Moreover, “some of these supplements are biologically active and can cause toxicity when you take other drugs,” said Dr. DeKosky. Supplements can be costly, too.
But there are other ways people can reduce their risk of dementia. Two prestigious panels, reviewing many prevention studies, recently came up with several recommendations.
‘There’s a role for genetics. There’s a role for bad luck.’
Dr. Kristine Yaffe
University of California, San Francisco
The more conservative report, from the National Academies of Sciences, Engineering and Medicine in 2017, relied primarily on large randomized clinical trials.
There aren’t many of those, so the panel endorsed just three interventions “supported by encouraging but inconclusive evidence,” to prevent, delay or slow cognitive decline.
The three:
Increased physical activity;
Blood pressure management for people with hypertension, particularly in midlife;
And cognitive training.
That last recommendation doesn’t necessarily refer to commercial online brain games, said Dr. Kristine Yaffe, a neuropsychiatrist and epidemiologist at the University of California, San Francisco, who served on the panel.
“It’s really the concept of being mentally active,” she said. “Find something you enjoy where you’re learning something new, challenging and stimulating your brain.”
Though the evidence to date doesn’t establish which mental workouts have the greatest impact or how often people should engage in them, “they’re not expensive and they don’t cause side effects,” Dr. Yaffe pointed out.
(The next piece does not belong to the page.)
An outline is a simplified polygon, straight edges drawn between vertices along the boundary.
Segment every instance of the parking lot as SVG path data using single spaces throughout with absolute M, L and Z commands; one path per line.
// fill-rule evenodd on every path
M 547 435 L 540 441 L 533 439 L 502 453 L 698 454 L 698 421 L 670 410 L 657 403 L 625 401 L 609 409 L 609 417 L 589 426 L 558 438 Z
The blood pressure recommendation got a boost in January with the latest findings from the Sprint trial, a multisite study stopped early in 2015 when intensive treatment of hypertension (a systolic blood pressure goal of less than 120, compared to the standard 140) was shown to reduce cardiovascular events and deaths.
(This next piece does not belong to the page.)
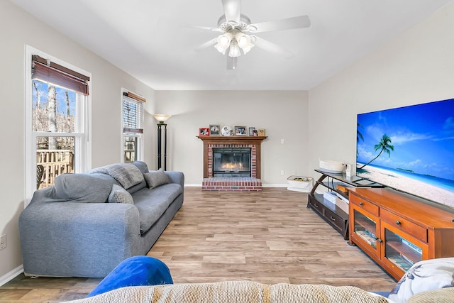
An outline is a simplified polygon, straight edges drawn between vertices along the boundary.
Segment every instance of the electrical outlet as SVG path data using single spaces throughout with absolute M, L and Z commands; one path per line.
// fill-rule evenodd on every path
M 0 250 L 6 248 L 6 235 L 2 235 L 0 237 Z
The investigators continued the trial, however, with 9,361 participants who had hypertension (average age: 68) and completed follow-up cognitive assessments.
Their results, published in JAMA, showed the intensive treatment group less likely to develop dementia than those in standard treatment, though not by a statistically significant margin. Intensive treatment did, however, significantly reduce participants’ risk of mild cognitive impairment, a frequent precursor to dementia.
“To me, it was one of the most exciting findings to come along in years,” said Dr. Yaffe, who noted in an accompanying editorial that this was the first large trial to demonstrate an effective strategy for preventing age-related cognitive impairment.
“The same things we recommend for heart health turn out to be important for cognition,” she told me. “It’s a blossoming field.”
The Lancet Commission on Dementia Prevention, Intervention and Care also recommended hypertension treatment for the middle-aged, along with exercise, social engagement and smoking cessation, as well as management of obesity, diabetes, hearing loss and depression. Such steps could prevent or delay a third of dementia cases, the commission estimated.
When Dr. Yaffe gives talks on dementia prevention, she also mentions good sleep hygiene and urges listeners to protect themselves against brain injuries.
It’s important advice, but disappointingly undramatic. Where’s the magic bullet? Don’t we already know to stay physically and mentally active, maintain a normal weight, treat high blood pressure and so on?
Moreover, “it’s not foolproof,” Dr. Yaffe acknowledged. In the lottery of dementia, “there’s a role for genetics. There’s a role for bad luck.”
Still, she added, “The concept is important. You can do something about this. You can lower your risk.”
That’s why the most helpful approach Donna Kaye Hill uses to protect herself from dementia probably isn’t taking fish oil.
It includes using medication to control her blood pressure. And reading biographies and mysteries and joining a book group with friends. And taking a four- or five-mile walk, five days a week, with a yellow Labrador named Annie.